Raspberry Crème Brulee
Votes: 2

Time: 1 hour 35 minutes
Complexity: easily
Servings: 4
Complexity: easily
Servings: 4
Nutritional value per serving:
Serving size: 1 of 4 servings
Calories 836, total fat 61 G., saturated fats 35 G., proteins 11 G., carbohydrates 67 G., fiber 5 G., cholesterol 554 mg, sodium 125 mg, sugar 60 G.
Serving size: 1 of 4 servings
Calories 836, total fat 61 G., saturated fats 35 G., proteins 11 G., carbohydrates 67 G., fiber 5 G., cholesterol 554 mg, sodium 125 mg, sugar 60 G.
Crème brûlée is a delicious dessert on its own, but with raspberries it becomes even more delicious and elegant. Light the sugar on the surface just before serving to ensure your guests fully enjoy the contrast of the crisp caramel crust and the delicate vanilla cream. A wonderful raspberry coulis awaits them at the very bottom, its berry tartness balancing the sweetness of the baked cream.

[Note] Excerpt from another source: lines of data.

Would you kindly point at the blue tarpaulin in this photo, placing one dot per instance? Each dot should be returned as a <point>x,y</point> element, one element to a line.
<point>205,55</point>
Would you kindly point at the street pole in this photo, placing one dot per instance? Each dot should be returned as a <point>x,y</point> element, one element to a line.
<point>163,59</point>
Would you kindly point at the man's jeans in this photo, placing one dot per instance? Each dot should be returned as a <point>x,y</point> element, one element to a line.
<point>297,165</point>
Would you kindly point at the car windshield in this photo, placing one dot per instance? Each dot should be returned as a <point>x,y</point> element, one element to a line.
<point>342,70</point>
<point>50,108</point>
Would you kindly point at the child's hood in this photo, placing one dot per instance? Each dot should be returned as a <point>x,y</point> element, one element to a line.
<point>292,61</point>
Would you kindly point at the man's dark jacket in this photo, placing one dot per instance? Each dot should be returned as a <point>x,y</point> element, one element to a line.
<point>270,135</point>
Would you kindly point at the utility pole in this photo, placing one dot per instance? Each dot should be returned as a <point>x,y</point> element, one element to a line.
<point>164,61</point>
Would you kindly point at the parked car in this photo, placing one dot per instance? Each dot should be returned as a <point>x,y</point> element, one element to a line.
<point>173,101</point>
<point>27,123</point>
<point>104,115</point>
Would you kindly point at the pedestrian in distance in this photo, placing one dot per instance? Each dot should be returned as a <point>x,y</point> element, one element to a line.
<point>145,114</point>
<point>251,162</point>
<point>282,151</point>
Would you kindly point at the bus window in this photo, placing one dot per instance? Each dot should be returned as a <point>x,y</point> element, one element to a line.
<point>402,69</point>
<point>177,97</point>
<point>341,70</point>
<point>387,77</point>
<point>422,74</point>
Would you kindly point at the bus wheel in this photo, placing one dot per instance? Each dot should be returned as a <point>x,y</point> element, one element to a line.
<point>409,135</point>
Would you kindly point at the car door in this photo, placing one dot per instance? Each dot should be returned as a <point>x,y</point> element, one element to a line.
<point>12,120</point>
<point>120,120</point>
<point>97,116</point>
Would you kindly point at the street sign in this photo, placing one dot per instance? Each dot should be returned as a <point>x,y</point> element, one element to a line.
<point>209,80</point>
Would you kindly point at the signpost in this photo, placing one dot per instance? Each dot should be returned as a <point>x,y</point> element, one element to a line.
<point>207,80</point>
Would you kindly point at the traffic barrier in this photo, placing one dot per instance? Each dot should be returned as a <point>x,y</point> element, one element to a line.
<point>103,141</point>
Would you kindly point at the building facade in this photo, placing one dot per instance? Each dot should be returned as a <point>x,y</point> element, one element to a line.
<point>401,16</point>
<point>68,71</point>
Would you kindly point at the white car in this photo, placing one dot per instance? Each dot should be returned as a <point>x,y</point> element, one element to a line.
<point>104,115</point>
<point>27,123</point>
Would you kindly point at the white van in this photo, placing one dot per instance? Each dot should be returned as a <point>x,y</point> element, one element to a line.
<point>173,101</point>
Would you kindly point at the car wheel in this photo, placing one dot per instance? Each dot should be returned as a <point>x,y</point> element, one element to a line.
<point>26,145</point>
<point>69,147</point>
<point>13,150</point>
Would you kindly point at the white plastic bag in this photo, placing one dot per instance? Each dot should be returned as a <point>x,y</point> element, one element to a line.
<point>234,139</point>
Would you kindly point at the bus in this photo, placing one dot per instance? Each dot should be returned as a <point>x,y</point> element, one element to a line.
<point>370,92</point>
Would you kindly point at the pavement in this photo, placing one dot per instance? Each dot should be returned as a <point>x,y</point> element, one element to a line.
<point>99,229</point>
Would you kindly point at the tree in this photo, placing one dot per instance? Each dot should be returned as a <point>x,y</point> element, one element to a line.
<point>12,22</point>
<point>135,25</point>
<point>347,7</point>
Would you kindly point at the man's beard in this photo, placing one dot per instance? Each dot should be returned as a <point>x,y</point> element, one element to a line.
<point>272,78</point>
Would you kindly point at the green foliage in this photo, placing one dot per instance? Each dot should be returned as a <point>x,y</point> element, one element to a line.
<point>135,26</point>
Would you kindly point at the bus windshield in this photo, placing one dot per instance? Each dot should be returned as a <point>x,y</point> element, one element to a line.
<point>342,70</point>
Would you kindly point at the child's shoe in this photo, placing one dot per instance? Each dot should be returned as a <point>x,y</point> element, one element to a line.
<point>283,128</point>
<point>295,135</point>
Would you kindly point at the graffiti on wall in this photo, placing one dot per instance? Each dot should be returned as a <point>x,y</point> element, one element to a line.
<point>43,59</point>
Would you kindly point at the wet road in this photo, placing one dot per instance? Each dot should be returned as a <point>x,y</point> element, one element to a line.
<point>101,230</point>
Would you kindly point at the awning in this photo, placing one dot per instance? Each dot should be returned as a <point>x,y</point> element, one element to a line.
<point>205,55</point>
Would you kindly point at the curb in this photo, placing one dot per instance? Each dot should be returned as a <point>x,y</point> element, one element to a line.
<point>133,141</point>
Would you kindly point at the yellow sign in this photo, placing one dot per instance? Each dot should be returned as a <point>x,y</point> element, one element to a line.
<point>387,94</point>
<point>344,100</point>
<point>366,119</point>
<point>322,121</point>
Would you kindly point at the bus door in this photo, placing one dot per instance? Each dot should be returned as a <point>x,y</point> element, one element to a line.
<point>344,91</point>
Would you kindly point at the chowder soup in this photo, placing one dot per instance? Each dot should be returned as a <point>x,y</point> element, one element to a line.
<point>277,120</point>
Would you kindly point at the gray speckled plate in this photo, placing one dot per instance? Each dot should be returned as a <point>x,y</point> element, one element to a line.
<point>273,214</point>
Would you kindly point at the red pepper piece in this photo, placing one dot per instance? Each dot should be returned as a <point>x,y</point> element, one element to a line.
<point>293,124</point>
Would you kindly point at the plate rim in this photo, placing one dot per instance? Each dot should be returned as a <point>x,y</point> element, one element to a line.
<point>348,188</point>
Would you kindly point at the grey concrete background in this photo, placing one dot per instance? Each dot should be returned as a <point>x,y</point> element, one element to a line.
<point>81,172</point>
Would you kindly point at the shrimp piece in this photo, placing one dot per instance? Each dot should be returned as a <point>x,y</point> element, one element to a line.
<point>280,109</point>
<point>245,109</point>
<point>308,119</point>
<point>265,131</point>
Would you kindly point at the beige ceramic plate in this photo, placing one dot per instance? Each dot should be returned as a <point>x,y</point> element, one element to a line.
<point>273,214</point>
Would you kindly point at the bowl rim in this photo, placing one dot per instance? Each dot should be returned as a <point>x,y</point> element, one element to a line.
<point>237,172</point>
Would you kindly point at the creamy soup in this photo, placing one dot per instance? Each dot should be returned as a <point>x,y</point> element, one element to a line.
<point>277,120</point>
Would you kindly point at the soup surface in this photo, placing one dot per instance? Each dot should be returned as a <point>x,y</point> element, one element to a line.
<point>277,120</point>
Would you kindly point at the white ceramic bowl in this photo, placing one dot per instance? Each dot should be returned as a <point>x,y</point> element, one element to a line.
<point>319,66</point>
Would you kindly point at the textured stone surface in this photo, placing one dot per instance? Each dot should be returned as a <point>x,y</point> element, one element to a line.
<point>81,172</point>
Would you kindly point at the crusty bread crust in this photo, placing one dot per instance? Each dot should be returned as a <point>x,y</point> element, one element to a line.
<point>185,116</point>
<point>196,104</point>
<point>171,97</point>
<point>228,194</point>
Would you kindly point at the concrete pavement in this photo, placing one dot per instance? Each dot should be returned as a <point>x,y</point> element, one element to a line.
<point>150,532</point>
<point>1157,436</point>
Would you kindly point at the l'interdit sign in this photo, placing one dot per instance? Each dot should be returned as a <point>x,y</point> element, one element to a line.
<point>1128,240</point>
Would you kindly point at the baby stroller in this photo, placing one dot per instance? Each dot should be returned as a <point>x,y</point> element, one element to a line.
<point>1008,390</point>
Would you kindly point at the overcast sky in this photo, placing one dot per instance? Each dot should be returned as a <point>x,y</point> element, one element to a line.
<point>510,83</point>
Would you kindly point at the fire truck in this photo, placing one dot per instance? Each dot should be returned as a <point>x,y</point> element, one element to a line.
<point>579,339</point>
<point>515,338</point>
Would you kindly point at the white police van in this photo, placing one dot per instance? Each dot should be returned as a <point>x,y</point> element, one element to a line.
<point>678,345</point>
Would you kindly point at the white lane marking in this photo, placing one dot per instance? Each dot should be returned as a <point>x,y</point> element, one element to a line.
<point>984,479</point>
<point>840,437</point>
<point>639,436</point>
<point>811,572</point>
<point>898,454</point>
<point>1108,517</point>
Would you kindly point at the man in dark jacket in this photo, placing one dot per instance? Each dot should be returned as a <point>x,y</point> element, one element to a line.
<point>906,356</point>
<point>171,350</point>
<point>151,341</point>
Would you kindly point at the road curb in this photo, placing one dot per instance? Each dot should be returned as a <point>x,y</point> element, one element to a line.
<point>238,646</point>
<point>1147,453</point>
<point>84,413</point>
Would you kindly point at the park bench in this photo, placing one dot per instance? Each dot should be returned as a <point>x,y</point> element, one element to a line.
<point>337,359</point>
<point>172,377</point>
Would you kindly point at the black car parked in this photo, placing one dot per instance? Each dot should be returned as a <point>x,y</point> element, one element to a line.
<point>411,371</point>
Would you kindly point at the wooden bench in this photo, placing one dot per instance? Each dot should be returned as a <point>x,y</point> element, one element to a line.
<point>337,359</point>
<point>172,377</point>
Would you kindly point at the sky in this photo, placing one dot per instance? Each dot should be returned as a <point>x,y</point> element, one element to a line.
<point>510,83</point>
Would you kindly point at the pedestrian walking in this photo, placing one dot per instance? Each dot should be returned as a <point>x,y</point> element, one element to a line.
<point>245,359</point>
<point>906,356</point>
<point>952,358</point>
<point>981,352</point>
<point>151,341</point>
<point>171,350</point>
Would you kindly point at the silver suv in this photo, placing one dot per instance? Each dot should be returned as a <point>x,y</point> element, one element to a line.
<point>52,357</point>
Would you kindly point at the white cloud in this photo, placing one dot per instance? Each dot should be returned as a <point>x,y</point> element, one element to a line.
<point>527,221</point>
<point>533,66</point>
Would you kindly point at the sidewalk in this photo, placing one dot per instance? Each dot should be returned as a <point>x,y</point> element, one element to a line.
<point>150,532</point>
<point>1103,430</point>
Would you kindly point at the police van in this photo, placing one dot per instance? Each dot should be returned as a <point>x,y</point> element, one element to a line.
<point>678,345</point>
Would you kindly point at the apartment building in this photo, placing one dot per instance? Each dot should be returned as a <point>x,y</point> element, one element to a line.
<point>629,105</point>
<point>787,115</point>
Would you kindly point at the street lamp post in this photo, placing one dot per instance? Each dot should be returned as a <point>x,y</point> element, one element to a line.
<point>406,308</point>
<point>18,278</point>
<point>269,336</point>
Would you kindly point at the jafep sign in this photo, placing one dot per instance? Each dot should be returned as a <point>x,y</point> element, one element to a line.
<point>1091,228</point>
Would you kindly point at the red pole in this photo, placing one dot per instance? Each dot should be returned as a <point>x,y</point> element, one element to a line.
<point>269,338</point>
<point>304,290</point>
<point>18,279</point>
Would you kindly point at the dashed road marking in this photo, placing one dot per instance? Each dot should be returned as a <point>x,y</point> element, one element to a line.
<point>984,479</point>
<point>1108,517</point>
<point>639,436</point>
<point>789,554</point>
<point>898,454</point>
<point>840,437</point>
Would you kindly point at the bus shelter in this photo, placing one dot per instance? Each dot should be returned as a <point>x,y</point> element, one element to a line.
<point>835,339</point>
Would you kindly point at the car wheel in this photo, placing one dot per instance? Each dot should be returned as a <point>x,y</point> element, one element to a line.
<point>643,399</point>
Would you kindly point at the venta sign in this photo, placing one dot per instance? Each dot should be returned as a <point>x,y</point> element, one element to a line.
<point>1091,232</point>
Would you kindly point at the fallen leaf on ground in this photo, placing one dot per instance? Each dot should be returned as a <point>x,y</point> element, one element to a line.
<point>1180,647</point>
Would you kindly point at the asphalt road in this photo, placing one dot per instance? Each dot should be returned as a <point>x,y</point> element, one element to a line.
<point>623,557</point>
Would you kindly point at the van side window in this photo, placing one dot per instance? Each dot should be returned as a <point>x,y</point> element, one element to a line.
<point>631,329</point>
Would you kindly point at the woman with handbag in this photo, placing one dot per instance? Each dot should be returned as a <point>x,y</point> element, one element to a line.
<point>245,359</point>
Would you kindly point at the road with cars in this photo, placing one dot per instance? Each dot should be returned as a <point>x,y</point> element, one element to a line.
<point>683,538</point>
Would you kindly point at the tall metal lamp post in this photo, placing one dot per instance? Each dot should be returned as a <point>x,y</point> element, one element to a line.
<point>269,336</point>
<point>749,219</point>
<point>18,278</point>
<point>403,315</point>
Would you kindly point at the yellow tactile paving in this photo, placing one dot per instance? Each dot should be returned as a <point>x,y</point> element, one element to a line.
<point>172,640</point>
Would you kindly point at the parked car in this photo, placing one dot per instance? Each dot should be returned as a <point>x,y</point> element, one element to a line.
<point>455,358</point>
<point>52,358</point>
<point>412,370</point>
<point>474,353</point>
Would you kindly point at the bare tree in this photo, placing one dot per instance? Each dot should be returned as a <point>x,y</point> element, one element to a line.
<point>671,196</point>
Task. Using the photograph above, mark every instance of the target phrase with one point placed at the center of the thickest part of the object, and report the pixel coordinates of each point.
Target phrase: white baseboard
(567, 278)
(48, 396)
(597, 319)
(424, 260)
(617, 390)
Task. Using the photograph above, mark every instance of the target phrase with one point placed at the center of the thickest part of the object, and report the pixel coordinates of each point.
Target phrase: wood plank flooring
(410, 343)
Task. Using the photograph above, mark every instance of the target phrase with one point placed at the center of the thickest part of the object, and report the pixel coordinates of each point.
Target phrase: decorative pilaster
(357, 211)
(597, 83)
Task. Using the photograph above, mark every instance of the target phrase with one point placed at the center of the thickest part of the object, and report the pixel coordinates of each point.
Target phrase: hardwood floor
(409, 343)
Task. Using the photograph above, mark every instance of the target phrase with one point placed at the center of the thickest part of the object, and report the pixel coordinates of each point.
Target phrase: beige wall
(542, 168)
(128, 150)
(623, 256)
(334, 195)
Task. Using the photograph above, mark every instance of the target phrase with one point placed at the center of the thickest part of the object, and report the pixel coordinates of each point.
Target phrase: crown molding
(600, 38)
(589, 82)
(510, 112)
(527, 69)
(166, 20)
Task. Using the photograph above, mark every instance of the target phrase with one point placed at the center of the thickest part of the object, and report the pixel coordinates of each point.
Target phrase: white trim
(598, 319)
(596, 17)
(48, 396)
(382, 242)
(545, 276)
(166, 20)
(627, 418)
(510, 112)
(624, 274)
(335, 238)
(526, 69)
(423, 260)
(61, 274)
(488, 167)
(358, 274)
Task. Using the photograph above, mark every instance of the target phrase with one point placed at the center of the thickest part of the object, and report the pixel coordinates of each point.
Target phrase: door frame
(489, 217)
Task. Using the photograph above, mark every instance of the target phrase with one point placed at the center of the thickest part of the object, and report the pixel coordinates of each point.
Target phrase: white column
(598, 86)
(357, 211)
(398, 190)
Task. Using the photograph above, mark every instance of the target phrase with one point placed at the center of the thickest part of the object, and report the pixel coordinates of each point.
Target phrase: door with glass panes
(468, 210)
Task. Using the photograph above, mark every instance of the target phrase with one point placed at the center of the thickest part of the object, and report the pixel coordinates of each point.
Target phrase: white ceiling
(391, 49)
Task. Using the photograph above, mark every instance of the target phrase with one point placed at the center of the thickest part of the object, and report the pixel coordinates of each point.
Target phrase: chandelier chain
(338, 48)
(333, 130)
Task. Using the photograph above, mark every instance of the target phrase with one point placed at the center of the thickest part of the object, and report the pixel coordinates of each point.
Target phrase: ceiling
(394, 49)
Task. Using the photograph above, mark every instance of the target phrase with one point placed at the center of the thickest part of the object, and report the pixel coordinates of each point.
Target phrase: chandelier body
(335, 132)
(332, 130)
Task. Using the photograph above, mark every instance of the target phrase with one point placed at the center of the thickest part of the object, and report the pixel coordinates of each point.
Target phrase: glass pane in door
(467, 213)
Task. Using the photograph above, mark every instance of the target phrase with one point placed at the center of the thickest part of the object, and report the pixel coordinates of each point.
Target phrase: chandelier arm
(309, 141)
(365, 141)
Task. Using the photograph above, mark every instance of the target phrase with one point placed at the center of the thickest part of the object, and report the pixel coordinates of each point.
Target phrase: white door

When serving, garnish each serving of crème brûlée with fresh raspberries.
The recipes use measuring containers with the following volumes:
1 glass (st.) - 250 ml.
3/4 cup (st.) - 180 ml.
2/3 cup (st.) - 160 ml.
1/2 cup (st.) - 125 ml.
1/3 cup (st.) - 80 ml.
1/4 cup (st.) - 60 ml.
1 tablespoon (tbsp) - 15 ml.
1 teaspoon (tsp) - 5 ml.
1/5 teaspoon (tsp) - 1 ml.
1 glass (st.) - 250 ml.
3/4 cup (st.) - 180 ml.
2/3 cup (st.) - 160 ml.
1/2 cup (st.) - 125 ml.
1/3 cup (st.) - 80 ml.
1/4 cup (st.) - 60 ml.
1 tablespoon (tbsp) - 15 ml.
1 teaspoon (tsp) - 5 ml.
1/5 teaspoon (tsp) - 1 ml.
Ingredients for the recipe:
- 2 cups of raspberries
- 1 cup sugar + extra for sprinkling
- 2 cups heavy cream
- 1 cup drinking cream (10%)
- A pinch of fine salt
- 1 vanilla bean
- 8 large egg yolks, room temperature
We recommend
Recipes with similar ingredients: eggs, cream, raspberry, vanilla pod
Cooking the dish according to the recipe:
- Position the oven rack in the middle position and preheat the oven to 300°F (150°C). Place 4 270ml (9 fl oz) ramekins in a deep roasting pan.
- In a large saucepan, bring water to a boil and keep hot until ready to use.
- Set aside 12 raspberries and combine the remaining raspberries with 0.5 cups of sugar in a small saucepan. Cook over medium heat until the sugar dissolves, the berries burst completely, and the mixture begins to thicken, about 10 minutes. Let cool completely.
- In a medium saucepan, combine all the cream and add salt. Split the vanilla bean in half lengthwise, scrape out the seeds with the back of a knife, and add them along with the bean to the cream. Bring to a boil over medium heat, then immediately remove from heat, cover, and set aside.
- In a large bowl, combine the egg yolks with the remaining 1/2 cup sugar and whisk until the mixture is pale yellow and thick. Whisking constantly, slowly pour in the hot cream mixture. Strain the custard through a fine sieve into a clean bowl and discard the vanilla bean.
- Spoon 2 tablespoons of raspberry coulis into each ramekin and spread it to cover the bottom. Carefully pour the custard into the ramekins and place the baking sheet in the oven. Carefully pour hot water into the roasting pan until it reaches two-thirds of the ramekins' height.
- Bake until the custard is set but still slightly jiggly, about 55 minutes. Immediately transfer the ramekins to a wire rack to cool to room temperature, then refrigerate, uncovered, for at least 3 hours and up to 2 days.
- Just before serving, place the molds on a rimmed baking sheet and sprinkle with sugar (about 1 tablespoon), tilting to distribute it evenly over the surface.
- Wipe the molds with a damp paper towel. Using a kitchen torch, thoroughly toast the sugar until it melts and turns a deep golden color. Once the sugar has hardened, garnish each serving of crème brûlée with three raspberries and serve.